NSF, EPA Establish Environmental Nanoscience Centers at Duke, UCLA

The National Science Foundation and EPA have made awards to establish two Centers for the Environmental Implications of Nanotechnology (CEIN). The centers, led by UCLA and Duke University, will study how nanomaterials interact with the environment and with living systems, and will translate this knowledge into risk assessment and mitigation strategies useful in the development of nanotechnology.

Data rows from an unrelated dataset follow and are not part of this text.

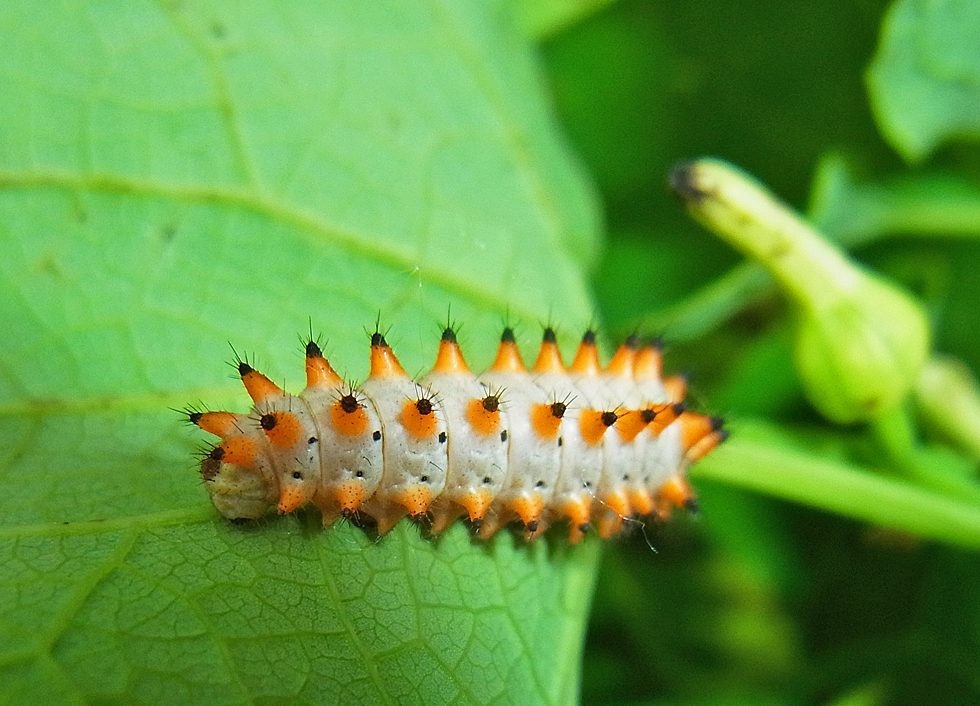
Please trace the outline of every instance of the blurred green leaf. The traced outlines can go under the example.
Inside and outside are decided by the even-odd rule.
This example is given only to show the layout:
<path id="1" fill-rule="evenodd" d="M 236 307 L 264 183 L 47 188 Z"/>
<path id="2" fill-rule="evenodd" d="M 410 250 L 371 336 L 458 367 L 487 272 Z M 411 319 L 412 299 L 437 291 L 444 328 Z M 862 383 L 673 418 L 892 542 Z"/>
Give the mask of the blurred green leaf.
<path id="1" fill-rule="evenodd" d="M 379 317 L 569 333 L 595 200 L 502 4 L 0 7 L 0 701 L 568 704 L 597 548 L 227 526 L 168 406 Z"/>
<path id="2" fill-rule="evenodd" d="M 895 0 L 868 69 L 885 138 L 910 162 L 953 138 L 980 137 L 980 5 Z"/>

"The new centers will provide national and international leadership in the emerging field of environmental nanoscience," said NSF Director Arden L. Bement, Jr. "This is an important addition to the National Nanotechnology Initiative, and builds on earlier discoveries on the environmental implications of nanotechnology made since 2001, when NSF's Center for Biological and Environmental Nanotechnology was established. The new centers are aimed at strengthening our nation's commitment to research on the environmental, health and safety implications of nanomaterials."

The centers—one of which will be housed at the California NanoSystems Institute on the UCLA campus, the other across the country at Duke University and in the Duke Forest in Durham, N.C.-- will work as a network, connected to other research organizations, industry and government agencies, emphasizing interdisciplinary research and education. Their challenge is to better integrate materials science and engineering with molecular, cellular, organismal, and ecological biology and environmental science.

"The collaborative approach that these centers will use is key to quickly building the scientific foundation for understanding the health and environmental implications of nanomaterials," said George Gray, EPA assistant administrator for research and development. "This comprehensive research model promises to augment the knowledge we need to be good stewards of the environment."

With the rapid development of nanotechnology and its applications, a wide variety of nanomaterials are now used in clothing, electronic devices, cosmetics, pharmaceuticals and other biomedical products. NSF notes that the potential interactions of nanomaterials with living systems and the environment have attracted increasing attention from the public as well as manufacturers of nanomaterial based products, academic researchers, and policy makers. Nanotechnology is expected to become a $1 trillion industry within the next decade, yet the environmental implications of these materials are only beginning to be understood.

The UCLA CEIN will explore the impact of nanomaterials on the environment and on interactions with biological systems at all scales from cellular to ecosystem. At the Duke University CEIN, researchers plan to define the relationship between a vast array of nanomaterials--from natural to man-made to incidental, byproduct nanoparticles--and their potential environmental exposure, biological effects, and ecological consequences. Nanomaterials that are already in commercial use as well as several present in nature will be among the first materials studied. In addition, a major effort for Duke's research team over the coming year is to develop 32 tightly instrumented ecosystems in the Duke Forest. Known as mesocosms, these living laboratories provide areas where researchers can add nanoparticles and study the resulting interactions and effects on plants, fish, bacteria, and other elements.

"This mesocosm facility will be the nano-environment equivalent of the space station--a unique resource with tremendous potential that will be tapped by researchers throughout the center and beyond," said Duke CEIN Director Mark Wiesner, professor of Civil and Environmental Engineering at Duke's Pratt School of Engineering, where he specializes in nanoparticle movement and transformation in the environment. "This research will address the influence of nanomaterials on processes ranging from the subcellular to whole ecosystems."

With an annual budget of $6.06 billion, NSF supports research and education across all fields of science and engineering; its funds reach all 50 states through grants to more than 1,900 universities and institutions.